Il devait aussi y avoir Tamiri dans Farnace de Vivaldi à La Fenice de Venise. Ensuite, je devais chanter à Buenos Aires aussi, puis à Bâle et Riccardo Primo de Haendel, à nouveau au Théâtre des Champs-Élysées. Tout est annulé !
L’an prochain, heureusement c’est plus loin et c’est l’une des choses qui m’excite le plus, je vais chanter la Zia Principessa dans Suor Angelica de Puccini. C’est LE grand rôle de contralto dans Puccini ! J’adore ce rôle, comme j’ai adoré Mrs Quickly dans Falstaff. Pour moi, Falstaff est un chef-d’œuvre absolu. C’est comme un opéra de chambre. Puis j’ai aussi beaucoup de concerts prévus au programme comme Dido e Enea. Bref, pour le moment, nous n’avons aucune visibilité.

Nous avons parlé, en début d’interview, de la musique rock. Est-ce que vous faites du crossover ?

J’adorerais en faire ! Dans ma vie de tous les jours, je n’écoute pas de musique baroque, parfois un peu de musique symphonique ; en revanche, j’écoute beaucoup de rock comme Guns N’roses. Je dois vous dire que j’avais annoncé à mon agent que je ne travaillerai pas pendant quatre jours en juin, pour aller au Festival rock de Florence écouter des concerts avec Guns N’roses, Vasco Rossi, Green Day. Malheureusement, cela va probablement être annulé. Il y a quelques années, je suis allée écouter Bruce Springsteen, au Stade San Siro à Milan ; il a chanté sans pause pendant quatre heures. À la fin, il a chanté un air très délicat, avec seulement une guitare et un harmonica. La justesse était incroyable ! Ça, c’est un chanteur !
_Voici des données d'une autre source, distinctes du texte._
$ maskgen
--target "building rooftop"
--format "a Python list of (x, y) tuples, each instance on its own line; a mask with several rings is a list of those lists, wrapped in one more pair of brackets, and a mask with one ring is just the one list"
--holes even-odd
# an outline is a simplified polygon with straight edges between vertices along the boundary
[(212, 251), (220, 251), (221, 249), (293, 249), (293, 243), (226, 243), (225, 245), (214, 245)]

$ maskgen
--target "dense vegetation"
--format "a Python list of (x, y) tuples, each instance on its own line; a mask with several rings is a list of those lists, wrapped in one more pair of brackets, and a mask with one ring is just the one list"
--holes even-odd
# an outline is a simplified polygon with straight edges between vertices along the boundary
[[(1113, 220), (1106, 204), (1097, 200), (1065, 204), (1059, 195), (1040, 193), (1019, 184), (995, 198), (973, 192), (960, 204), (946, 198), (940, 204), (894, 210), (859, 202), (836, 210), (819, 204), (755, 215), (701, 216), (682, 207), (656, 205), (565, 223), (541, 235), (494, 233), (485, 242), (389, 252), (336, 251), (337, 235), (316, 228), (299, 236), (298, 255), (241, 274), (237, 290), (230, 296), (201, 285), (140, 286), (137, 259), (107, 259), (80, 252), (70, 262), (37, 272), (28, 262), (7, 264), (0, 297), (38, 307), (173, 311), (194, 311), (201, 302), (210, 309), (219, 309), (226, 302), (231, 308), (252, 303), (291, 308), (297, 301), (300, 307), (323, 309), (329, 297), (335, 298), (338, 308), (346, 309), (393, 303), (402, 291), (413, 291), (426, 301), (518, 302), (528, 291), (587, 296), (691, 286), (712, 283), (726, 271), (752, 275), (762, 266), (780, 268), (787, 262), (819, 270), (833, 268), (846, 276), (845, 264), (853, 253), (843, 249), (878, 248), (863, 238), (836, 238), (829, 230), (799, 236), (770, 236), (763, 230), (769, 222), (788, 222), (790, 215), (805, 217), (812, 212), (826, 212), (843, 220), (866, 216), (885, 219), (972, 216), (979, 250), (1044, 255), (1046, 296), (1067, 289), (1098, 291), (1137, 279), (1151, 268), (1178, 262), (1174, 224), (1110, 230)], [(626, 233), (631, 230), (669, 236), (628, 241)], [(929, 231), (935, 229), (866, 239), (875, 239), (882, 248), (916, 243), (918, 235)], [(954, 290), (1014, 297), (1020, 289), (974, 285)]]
Sinon, et pour moi, c’est presque du crossover (rires), j’ai interprété, dans un récital, à la fois du Montervedi, Duparc, De Falla, Chopin et Gershwin. J’ai beaucoup aimé, car, je le répète, Monteverdi est, pour moi, très proche de la musique moderne. Je suis une baroque « à mon style ». Je suis aussi enseignante, cette année, à Vérone et je dis toujours que la modernité de la musique est très importante. Ce n’est pas une musique antique ! Tu dois prendre la musique baroque, la goûter et la re-proposer dans la modernité. C’est plus difficile de faire cela pour Verdi ou Puccini, car il y a, surtout en Italie, une tradition intouchable ! Pour Monteverdi et Haendel, tu peux proposer quelque chose de différent et particulier. Si je vais voir un Barbier de Séville, ce sont toujours les mêmes cadences, c’est toujours la même chose. Si je vais écouter trois Giulio Cesare, c’est toujours différent, car là, on peut plus oser.